Is Acadia Healthcare Company Inc (ACHC) the top stock with extraordinary volumes?


Recently I published a list Top 20 Falling Stocks with Unusual Volume. In this article, we look at where Acadia Healthcare Company Inc (NASDAQ:ACHC) exists against other top fall stocks of unusual volumes.

Uncertainty about tariffs and macroeconomic conditions has undermined investor confidence, resulting in a decline in stock prices. Some stocks are under pressure for the two reasons mentioned above, while others are simply traversing the market direction or soaking for company-specific reasons.

Regardless of why the stock goes down, a stock fall offers a fresh investor the opportunity to enter at a good price. Once the risk sinks, these stocks usually recover quickly. We decided to uncover these stocks and see if it makes sense to put money in to exploit the ongoing market turmoil.

To create a list of the top 20 stocks falling at extraordinary volumes, we looked at stocks with market capitalization of over $300 million, and used relative volumes to detect unusual volume activity.

Relative volumes can easily detect volume spikes by comparing daily volumes to the stock’s average trading volume over three months. These spikes usually indicate that something important is happening. This, when combined with a price drop, becomes a red flag that investors cannot ignore.

Acadia Healthcare Company, Inc. Is (ACHC) the highest-end stock with an extraordinary volume?
Acadia Healthcare Company, Inc. Is (ACHC) the highest-end stock with an extraordinary volume?

A medical professional discussing treatment plans with patients in outpatient clinics.

Acadia Healthcare Company Inc (NASDAQ: ACHC) is a behavioral healthcare service provider. It operates and develops a comprehensive treatment center, acute inpatient mental facilities, residential treatment centers, and specialized treatment facilities consisting of residential recovery and eating disorder facilities. The company’s stock is down 11.71% in a week at a relative volume of 3.17.

The company acquired an upgrade earlier this year. Keybanc Capital Markets analyst Matthew Gillmor upgraded the company in 2026 to overweight from the sector’s weight, against the backdrop of EBITDA’s expected potential momentum.

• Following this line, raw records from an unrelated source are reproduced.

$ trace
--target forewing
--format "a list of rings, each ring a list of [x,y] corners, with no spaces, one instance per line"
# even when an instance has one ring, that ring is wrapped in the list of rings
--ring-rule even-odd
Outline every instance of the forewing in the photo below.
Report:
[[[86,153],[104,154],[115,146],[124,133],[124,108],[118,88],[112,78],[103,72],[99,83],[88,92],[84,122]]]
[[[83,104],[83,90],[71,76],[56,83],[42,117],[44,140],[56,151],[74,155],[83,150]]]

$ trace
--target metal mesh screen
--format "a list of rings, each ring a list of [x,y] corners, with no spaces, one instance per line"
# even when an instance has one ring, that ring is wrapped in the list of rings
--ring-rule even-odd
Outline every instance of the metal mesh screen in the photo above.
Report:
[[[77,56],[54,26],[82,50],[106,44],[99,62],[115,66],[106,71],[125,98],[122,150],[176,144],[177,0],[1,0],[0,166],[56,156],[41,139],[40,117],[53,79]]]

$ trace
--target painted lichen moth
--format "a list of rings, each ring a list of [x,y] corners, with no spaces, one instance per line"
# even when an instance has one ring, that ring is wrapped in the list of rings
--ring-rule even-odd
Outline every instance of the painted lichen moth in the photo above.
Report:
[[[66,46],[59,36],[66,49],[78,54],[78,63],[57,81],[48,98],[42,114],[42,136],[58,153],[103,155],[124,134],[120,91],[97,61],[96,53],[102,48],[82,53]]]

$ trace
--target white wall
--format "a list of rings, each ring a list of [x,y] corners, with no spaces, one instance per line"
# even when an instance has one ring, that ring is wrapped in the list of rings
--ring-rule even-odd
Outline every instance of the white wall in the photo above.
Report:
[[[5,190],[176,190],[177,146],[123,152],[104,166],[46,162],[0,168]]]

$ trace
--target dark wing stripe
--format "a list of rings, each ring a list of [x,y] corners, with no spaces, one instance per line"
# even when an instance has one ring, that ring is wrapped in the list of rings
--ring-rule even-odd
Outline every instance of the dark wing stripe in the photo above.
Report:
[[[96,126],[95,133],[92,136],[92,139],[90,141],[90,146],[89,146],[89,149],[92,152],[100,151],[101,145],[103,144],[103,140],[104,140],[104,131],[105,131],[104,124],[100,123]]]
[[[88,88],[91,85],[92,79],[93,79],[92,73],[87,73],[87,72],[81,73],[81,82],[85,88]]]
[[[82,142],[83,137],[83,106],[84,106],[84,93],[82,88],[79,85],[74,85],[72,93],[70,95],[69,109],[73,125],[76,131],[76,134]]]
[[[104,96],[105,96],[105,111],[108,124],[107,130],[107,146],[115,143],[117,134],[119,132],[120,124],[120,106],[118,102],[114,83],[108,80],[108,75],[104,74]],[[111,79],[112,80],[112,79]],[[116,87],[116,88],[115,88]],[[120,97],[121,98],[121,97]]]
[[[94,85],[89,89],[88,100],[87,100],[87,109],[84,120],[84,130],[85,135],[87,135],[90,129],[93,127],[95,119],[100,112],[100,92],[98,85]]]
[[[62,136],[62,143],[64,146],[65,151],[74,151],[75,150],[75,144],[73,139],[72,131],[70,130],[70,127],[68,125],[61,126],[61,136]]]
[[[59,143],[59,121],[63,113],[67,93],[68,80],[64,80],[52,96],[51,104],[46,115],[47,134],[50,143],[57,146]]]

Analyst Matthew Gilmore said:

“I think there’s a chance that ratings might start to normalize in 2025 (>9x) as the focus is on fade in 2024 and negative press headlines for the 2026 EBITDA.”

Similar sentiments were shown by another analyst just a few days ago. Guggenheim analyst Jason Cassolla upgraded his shares with a price target of $36. He was optimistic about the industry’s long-term outlook.